MLOps
Overview
Planwise employs MLOps (Machine Learning Operations) practices to streamline the development, deployment, and maintenance of our recommendation models. This document outlines our approach to model versioning, training, evaluation, and deployment.
Model Lifecycle Management
Model Development
Our model development process follows these steps:
- Data Preparation: Process and clean data from various sources
- Experimentation: Test different algorithms and hyperparameters
- Training: Train models on prepared datasets
- Evaluation: Assess model performance using metrics
- Validation: Validate models against business requirements
Model Storage
We version and store all model artifacts in a standardized way:
- Directory Structure:
models/ ├── autoencoder/ │ ├── v1.0.0/ │ │ ├── model.h5 │ │ ├── scaler.save │ │ └── metadata.json │ └── v1.1.0/ │ └── ... ├── svd/ │ └── ... ├── transfer/ │ └── ... └── embeddings/ └── ...
- Metadata File Example:
{ "model_name": "autoencoder_recommender", "version": "1.0.0", "created_at": "2023-05-15T10:30:00Z", "framework": "tensorflow", "framework_version": "2.10.0", "python_version": "3.10.4", "input_shape": [29], "performance": { "validation_loss": 0.142, "test_loss": 0.157 }, "hyperparameters": { "hidden_layers": [16, 8, 16], "learning_rate": 0.001, "dropout_rate": 0.2, "epochs": 100 }, "training_dataset": "final_users_over_20_categories.csv", "description": "Denoising autoencoder with 3 hidden layers" }
Model Training Pipeline
Our automated training pipeline consists of:
- Data Extraction:
- Fetch data from the database and data files
- Apply data cleaning and preprocessing
- Feature Engineering:
- Transform raw data into model-ready features
- Apply normalization and encoding
- Model Training:
- Train models with optimized hyperparameters
- Log training metrics to monitoring system
- Evaluation:
- Calculate performance metrics
- Generate evaluation reports
- Model Registration:
- Register models in model registry
- Store model artifacts with metadata
Training Job Example
def train_autoencoder_model(config):
"""Train autoencoder model with the given configuration."""
# Load and prepare data
data = load_data(config['data_path'])
X_train, X_val = preprocess_data(data)
# Build model
model = build_autoencoder(
input_dim=X_train.shape[1],
hidden_layers=config['hidden_layers'],
dropout_rate=config['dropout_rate']
)
# Train model
history = model.fit(
X_train, X_train, # Autoencoder reconstructs inputs
epochs=config['epochs'],
batch_size=config['batch_size'],
validation_data=(X_val, X_val),
callbacks=get_callbacks(config)
)
# Evaluate model
metrics = evaluate_model(model, X_val)
# Save model and artifacts
version = get_next_version('autoencoder')

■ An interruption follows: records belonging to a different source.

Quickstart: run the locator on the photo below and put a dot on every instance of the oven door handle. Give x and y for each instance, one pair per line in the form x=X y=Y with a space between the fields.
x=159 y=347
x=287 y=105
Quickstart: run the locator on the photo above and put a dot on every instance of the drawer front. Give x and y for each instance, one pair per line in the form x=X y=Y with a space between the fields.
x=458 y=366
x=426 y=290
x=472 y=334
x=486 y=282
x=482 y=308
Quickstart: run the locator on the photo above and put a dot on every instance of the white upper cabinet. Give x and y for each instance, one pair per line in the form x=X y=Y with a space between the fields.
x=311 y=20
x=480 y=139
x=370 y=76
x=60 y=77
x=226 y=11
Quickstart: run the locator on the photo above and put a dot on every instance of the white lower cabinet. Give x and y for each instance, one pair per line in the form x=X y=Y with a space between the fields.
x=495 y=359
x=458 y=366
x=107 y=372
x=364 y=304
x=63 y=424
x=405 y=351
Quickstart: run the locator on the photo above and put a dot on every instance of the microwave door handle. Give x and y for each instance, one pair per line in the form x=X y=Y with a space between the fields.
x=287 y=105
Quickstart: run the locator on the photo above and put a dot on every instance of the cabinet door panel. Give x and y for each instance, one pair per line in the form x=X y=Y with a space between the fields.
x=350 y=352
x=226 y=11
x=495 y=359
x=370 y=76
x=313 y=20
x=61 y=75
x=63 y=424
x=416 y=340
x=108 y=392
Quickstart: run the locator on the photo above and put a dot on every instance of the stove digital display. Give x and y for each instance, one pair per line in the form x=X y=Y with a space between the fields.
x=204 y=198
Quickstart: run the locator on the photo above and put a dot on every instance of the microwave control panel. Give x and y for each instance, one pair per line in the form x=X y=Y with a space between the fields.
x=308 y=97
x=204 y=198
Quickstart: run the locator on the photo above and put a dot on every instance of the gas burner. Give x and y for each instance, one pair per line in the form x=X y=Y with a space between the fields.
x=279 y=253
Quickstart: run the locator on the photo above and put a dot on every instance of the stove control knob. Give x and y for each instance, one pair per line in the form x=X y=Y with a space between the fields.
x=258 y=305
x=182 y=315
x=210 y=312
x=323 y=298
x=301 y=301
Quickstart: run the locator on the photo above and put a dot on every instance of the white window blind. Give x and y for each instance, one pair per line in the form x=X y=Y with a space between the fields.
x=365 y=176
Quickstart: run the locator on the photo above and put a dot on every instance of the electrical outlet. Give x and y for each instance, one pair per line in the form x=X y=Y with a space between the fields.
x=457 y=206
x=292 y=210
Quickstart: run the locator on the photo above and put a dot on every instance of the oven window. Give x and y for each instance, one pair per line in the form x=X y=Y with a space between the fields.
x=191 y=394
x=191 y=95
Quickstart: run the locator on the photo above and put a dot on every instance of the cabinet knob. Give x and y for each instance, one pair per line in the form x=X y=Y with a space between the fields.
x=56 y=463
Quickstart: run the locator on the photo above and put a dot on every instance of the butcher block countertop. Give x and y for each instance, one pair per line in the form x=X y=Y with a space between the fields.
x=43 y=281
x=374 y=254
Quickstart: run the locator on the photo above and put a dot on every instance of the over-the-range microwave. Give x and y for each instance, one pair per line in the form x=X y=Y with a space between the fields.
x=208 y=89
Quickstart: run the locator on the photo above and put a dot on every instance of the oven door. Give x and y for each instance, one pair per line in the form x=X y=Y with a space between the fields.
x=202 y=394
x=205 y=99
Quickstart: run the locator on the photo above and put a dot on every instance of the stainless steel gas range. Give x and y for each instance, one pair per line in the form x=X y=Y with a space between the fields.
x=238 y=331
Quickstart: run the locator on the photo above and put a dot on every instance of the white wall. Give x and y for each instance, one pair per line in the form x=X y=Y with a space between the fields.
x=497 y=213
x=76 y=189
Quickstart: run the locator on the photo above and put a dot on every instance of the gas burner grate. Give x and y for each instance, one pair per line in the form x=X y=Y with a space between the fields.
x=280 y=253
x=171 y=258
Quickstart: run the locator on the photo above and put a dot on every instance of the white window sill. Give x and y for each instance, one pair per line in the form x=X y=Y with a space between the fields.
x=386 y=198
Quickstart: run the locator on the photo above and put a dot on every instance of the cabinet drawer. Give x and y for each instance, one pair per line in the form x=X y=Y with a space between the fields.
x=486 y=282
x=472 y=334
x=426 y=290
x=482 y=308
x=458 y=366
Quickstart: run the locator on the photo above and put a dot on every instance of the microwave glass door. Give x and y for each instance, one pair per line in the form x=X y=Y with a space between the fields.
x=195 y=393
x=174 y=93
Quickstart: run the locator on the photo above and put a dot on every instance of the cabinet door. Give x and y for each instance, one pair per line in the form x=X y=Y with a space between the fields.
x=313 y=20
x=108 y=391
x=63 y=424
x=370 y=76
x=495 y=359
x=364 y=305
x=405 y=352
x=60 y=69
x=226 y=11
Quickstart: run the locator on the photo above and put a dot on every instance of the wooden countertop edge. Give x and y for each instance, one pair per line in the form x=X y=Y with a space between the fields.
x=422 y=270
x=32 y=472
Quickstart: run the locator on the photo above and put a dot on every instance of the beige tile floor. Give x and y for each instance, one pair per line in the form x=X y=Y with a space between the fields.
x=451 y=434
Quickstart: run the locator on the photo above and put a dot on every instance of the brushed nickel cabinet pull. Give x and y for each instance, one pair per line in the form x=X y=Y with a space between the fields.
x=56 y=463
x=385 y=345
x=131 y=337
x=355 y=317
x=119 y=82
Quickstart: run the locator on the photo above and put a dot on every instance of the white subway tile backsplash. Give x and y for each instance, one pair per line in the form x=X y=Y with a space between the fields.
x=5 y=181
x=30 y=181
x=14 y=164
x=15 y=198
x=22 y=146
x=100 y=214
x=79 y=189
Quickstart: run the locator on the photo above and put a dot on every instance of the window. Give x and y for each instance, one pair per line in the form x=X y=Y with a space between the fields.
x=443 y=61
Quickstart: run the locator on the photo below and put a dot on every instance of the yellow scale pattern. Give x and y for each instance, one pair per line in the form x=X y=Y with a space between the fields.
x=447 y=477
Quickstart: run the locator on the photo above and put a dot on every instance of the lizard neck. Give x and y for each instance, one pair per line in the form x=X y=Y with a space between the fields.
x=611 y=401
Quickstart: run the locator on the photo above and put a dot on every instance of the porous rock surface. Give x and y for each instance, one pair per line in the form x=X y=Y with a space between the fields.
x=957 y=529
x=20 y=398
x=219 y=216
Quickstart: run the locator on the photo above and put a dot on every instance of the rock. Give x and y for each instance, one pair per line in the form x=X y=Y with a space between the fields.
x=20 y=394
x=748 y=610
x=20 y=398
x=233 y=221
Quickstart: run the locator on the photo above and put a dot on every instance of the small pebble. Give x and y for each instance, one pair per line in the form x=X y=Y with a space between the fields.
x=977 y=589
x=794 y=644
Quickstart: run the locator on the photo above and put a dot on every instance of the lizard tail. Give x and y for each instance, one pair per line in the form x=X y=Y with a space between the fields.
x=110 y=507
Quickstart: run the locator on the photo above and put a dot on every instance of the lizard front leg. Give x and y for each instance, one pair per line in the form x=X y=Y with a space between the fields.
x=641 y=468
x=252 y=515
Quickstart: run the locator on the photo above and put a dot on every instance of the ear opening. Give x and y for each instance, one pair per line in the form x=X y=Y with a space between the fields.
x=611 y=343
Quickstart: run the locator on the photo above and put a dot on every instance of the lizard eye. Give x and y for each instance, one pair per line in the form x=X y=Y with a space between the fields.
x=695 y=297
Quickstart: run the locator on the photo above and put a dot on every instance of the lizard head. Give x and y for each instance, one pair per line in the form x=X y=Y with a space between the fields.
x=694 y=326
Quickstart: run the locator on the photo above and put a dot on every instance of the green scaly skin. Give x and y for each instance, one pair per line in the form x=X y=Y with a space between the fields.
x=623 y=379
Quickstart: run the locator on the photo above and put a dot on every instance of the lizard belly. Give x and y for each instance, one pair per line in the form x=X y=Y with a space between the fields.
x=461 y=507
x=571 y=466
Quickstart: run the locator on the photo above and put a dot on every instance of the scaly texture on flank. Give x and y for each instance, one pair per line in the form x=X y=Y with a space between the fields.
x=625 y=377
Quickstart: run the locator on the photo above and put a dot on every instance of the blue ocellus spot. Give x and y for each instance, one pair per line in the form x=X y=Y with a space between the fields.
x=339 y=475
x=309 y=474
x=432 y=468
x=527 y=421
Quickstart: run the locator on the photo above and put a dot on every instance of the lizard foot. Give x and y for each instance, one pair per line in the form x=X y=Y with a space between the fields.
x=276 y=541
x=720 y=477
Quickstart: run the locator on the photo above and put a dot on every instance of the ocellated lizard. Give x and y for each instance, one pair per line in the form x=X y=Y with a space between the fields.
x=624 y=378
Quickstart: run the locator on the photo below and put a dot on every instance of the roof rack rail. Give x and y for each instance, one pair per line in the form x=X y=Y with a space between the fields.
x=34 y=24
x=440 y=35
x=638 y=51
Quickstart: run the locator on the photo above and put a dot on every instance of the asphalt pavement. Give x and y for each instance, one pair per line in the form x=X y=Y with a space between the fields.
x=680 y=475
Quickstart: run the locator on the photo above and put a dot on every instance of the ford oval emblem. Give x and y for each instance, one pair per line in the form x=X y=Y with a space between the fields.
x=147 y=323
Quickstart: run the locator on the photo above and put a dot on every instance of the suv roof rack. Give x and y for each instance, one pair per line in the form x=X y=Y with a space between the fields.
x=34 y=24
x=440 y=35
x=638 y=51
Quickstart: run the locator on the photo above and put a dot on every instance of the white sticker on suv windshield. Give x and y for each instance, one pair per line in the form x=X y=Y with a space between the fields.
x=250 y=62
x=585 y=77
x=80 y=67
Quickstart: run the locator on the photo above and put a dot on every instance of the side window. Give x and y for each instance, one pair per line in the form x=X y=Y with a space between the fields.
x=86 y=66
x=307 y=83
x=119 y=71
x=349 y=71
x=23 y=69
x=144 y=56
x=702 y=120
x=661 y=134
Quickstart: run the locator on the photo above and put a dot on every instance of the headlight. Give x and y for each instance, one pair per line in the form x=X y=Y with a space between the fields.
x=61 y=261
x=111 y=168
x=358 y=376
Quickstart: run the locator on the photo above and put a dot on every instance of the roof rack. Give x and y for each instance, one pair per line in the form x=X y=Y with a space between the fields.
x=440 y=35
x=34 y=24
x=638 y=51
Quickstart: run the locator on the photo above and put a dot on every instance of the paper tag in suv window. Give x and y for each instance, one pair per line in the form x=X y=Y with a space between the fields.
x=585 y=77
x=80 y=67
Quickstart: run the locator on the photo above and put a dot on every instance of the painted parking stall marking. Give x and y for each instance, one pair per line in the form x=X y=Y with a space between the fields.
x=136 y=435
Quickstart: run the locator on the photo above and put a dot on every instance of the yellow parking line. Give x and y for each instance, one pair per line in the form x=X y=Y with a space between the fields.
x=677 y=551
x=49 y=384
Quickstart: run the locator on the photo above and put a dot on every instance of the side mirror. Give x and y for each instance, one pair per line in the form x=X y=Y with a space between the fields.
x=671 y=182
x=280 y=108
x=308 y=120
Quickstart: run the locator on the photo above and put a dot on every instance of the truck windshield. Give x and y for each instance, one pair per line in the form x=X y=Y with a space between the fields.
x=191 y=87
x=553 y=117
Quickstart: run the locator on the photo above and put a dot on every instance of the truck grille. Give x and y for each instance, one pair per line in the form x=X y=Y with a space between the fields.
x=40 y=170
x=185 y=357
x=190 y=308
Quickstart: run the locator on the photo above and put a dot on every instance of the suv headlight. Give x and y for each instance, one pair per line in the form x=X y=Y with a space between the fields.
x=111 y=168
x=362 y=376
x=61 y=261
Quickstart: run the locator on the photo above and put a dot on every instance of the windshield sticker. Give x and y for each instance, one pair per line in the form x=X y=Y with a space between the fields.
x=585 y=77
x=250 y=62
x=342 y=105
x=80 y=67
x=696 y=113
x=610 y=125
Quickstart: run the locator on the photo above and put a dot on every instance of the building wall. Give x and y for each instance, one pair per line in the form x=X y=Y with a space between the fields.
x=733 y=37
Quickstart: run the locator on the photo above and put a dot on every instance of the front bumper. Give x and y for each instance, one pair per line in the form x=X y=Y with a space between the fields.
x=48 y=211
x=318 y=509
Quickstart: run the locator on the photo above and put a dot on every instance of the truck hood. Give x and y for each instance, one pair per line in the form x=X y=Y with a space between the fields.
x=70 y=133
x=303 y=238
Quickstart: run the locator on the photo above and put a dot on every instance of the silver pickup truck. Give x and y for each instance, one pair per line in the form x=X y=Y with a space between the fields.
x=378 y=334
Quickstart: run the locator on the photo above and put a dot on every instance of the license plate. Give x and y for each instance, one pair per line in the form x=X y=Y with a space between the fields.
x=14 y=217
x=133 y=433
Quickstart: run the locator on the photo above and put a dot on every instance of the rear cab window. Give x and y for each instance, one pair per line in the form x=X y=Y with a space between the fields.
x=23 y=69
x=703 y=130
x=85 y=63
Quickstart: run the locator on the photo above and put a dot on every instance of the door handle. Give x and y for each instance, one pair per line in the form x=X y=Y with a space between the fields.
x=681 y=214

save_path = f"models/autoencoder/v{version}"
os.makedirs(save_path, exist_ok=True)
model.save(f"{save_path}/model.h5")
joblib.dump(scaler, f"{save_path}/scaler.save")
# Save metadata
metadata = {
"model_name": "autoencoder_recommender",
"version": version,
"created_at": datetime.now().isoformat(),
"framework": "tensorflow",
"framework_version": tf.__version__,
"python_version": platform.python_version(),
"input_shape": [X_train.shape[1]],
"performance": metrics,
"hyperparameters": config,
"training_dataset": os.path.basename(config['data_path']),
"description": config['description']
}
with open(f"{save_path}/metadata.json", 'w') as f:
json.dump(metadata, f, indent=2)
return model, metrics, save_path
Model Evaluation
We evaluate models using multiple techniques:
Offline Evaluation
- Metrics: RMSE, MAE, precision, recall, F1-score
- Cross-Validation: k-fold cross-validation for robust performance estimation
- Benchmark Comparison: Compare against baseline and previous versions
Online Evaluation
- A/B Testing: Test new models against current production models
- User Feedback: Collect explicit and implicit user feedback
- Business Metrics: Track recommendation clicks, conversion rates, etc.
Model Deployment
Our model deployment process ensures smooth transitions and minimal downtime:
Deployment Options
- Direct Model Loading:
- Load models directly in the API service
- Best for smaller models with lower latency requirements
- Containerized Model Serving:
- Package models in Docker containers
- Deploy as separate microservices
- Use TensorFlow Serving or similar tools
- Serverless Inference:
- Deploy models to serverless platforms
- Ideal for variable load patterns
Deployment Process
- Model Selection: Choose the model version to deploy
- Canary Deployment: Roll out to a small percentage of traffic
- Monitoring: Monitor performance metrics and errors
- Progressive Rollout: Gradually increase traffic to new model
- Rollback Plan: Maintain ability to revert to previous version
Model Monitoring
Continuous monitoring is essential for maintaining model quality:
Key Monitoring Areas
- Model Performance: Track prediction quality metrics
- Prediction Drift: Detect shifts in prediction patterns
- Data Drift: Monitor changes in input data distribution
- Resource Usage: Track memory, CPU, and latency
- Business Metrics: Monitor engagement with recommendations
Monitoring Dashboard
Our monitoring dashboard displays:
- Real-time performance metrics
- Request/response logs
- Error rates and types
- Resource utilization
- Data distribution visualizations
Continuous Improvement
We maintain a feedback loop for model improvements:
- Data Collection: Continuously gather new data
- Hypothesis Testing: Test ideas for model improvements
- Periodic Retraining: Update models with new data
- Algorithm Updates: Evaluate and implement new algorithms
- Feature Engineering: Develop new features to improve performance
Tools and Infrastructure
Our MLOps infrastructure uses:
- Version Control: Git for code, DVC for model artifacts
- CI/CD: GitHub Actions for automated pipelines
- Model Registry: Custom model storage with versioning
- Monitoring: Prometheus and Grafana
- Experiment Tracking: MLflow for experiment management
- Containerization: Docker for reproducible environments
- Infrastructure as Code: Terraform for infrastructure management
Best Practices
Our MLOps approach follows these best practices:
- Reproducibility: All experiments and deployments are reproducible
- Versioning: Code, data, and models are versioned
- Automation: Training and deployment processes are automated
- Testing: Models undergo rigorous testing before deployment
- Documentation: Models are well-documented with metadata
- Monitoring: Continuous monitoring for model health
- Security: Model artifacts and data are securely managed